The capacitor voltage reaches its maximum at very nearly the zero crossing (at 8.2 ms vs. 8.33 ms). The resistance is so high that it never charges up much and therefore the source voltage is higher than the cap voltage until nearly the very end.

34

That sounds correct.
Now, I need to use the formula to calculate what resistance is required for the capacitor to reach, say, 28V at time = 7mS (I’ll need to get this time more exactly, but this is the idea).

35

Looks like t somewhere between 6 and 6.5 mS would be perfect.
6mS gives an instantaneous voltage of 261v, 6.5mS is 216v

36

For what R and C values? It was never clear to me what items were fixed and what were adjustable in your setup. (Just asking so that you can have another set of eyes on the math. For the R and C values quoted in various posts above, you won’t get anywhere close to 200 V on the capacitor ever.)

37

Let’s assume that the C value is fixed at .1µF, and R is completely adjustable.
The “trip” voltage across C is going to be close to 28V.
I need it to reach that voltage after 6mS , but not longer than 6.5mS (although there is some leeway in those values).

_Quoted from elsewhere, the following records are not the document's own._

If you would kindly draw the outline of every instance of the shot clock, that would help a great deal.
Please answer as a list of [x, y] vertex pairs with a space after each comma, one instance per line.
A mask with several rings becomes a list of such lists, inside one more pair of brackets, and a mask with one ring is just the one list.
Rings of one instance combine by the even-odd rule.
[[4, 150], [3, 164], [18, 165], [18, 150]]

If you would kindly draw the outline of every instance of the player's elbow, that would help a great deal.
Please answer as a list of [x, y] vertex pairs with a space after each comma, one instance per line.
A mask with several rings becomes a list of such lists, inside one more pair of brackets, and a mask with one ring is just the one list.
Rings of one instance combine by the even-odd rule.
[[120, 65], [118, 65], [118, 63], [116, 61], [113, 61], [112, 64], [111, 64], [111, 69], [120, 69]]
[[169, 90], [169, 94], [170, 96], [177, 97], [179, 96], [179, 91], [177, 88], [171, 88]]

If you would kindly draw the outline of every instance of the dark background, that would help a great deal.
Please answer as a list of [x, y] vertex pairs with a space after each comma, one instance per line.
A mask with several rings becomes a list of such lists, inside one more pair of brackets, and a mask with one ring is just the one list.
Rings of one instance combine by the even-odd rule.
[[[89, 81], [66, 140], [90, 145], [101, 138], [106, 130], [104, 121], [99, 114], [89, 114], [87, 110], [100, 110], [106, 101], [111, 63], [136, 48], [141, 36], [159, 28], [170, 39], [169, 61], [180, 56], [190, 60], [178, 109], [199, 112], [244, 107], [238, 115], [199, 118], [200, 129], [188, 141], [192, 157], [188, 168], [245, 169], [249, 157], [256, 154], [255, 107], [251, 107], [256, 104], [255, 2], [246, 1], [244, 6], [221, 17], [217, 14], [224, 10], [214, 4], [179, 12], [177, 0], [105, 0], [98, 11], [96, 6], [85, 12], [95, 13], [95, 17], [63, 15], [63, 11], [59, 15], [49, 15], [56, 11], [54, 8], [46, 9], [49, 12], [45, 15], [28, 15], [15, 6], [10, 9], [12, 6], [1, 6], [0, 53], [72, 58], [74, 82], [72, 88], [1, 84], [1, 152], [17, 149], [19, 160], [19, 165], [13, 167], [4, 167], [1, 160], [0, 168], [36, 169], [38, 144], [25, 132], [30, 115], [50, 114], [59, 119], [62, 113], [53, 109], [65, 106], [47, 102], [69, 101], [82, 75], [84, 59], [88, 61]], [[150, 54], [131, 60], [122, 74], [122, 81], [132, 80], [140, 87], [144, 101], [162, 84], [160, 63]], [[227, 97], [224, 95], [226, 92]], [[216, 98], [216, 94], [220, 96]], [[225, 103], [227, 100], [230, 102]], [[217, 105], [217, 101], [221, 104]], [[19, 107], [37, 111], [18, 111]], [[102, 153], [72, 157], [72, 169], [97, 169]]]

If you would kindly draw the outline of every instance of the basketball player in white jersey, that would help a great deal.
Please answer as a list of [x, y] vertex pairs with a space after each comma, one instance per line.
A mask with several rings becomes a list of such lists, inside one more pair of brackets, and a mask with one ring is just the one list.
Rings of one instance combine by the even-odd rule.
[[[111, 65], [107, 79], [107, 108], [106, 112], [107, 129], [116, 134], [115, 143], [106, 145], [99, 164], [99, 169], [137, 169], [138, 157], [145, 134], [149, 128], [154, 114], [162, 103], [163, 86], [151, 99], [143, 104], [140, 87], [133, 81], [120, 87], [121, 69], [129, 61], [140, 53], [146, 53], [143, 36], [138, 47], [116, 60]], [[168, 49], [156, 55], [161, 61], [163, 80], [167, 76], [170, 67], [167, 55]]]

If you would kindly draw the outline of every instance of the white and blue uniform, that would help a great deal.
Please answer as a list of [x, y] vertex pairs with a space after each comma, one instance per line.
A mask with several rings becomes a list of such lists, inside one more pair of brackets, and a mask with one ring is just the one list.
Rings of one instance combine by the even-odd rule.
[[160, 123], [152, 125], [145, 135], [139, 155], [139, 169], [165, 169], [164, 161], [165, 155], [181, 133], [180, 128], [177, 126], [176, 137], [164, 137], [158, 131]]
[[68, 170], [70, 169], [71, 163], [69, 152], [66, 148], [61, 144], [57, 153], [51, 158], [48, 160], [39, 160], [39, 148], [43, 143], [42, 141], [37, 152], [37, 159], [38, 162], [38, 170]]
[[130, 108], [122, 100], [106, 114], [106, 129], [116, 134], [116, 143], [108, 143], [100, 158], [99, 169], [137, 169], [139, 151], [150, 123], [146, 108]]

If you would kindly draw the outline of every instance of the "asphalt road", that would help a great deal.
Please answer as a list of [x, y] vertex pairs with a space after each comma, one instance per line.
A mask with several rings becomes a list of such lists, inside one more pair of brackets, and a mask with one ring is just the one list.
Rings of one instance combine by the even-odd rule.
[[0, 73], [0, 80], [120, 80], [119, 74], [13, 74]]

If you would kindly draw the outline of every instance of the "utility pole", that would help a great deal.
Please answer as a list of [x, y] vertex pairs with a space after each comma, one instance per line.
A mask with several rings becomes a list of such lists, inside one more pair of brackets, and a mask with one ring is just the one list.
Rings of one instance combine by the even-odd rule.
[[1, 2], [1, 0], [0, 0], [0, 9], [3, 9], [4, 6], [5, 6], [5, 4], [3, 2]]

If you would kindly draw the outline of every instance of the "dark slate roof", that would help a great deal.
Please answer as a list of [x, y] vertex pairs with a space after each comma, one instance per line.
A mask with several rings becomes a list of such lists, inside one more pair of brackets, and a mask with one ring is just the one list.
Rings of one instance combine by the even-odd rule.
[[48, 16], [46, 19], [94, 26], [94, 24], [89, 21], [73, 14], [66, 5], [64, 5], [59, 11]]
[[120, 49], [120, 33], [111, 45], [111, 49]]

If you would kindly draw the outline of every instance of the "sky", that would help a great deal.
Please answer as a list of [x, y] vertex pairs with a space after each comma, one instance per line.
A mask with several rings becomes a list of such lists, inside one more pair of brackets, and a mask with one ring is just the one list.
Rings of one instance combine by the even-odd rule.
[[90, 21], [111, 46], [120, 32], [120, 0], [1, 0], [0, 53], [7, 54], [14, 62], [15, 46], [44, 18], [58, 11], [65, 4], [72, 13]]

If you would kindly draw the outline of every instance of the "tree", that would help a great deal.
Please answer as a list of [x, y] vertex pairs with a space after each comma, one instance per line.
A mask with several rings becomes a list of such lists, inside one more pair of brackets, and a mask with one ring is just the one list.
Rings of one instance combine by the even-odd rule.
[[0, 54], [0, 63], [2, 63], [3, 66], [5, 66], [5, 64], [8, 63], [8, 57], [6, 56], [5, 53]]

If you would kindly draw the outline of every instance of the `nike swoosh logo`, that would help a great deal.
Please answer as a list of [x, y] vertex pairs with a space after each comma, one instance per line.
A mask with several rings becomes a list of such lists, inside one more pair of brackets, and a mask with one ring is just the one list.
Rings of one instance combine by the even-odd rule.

If R ended up being too small (like, under 100KΩ), I could decrease C. A small R would mean more power dissipation, so I’d want to increase it (R, that is).

38

Here’s what I get:

For 1.0 MΩ, 0.1 µF: V_c at 6 ms is 28.8 V and at 6.5 ms is 31.0 V,

For 1.1 MΩ, 0.1 µF: V_c at 6 ms is 26.2 V and at 6.5 ms is 28.3 V,

And you’ll be dumping about a quarter watt in the resistor.

(Edit: To add the obvious, the level of precision quoted is assuming idealizations elsewhere. Realities of the switching circuits may be relevant.)

39

That’s great!
When I prototype it, I’ll measure the actual voltages and see how close it gets.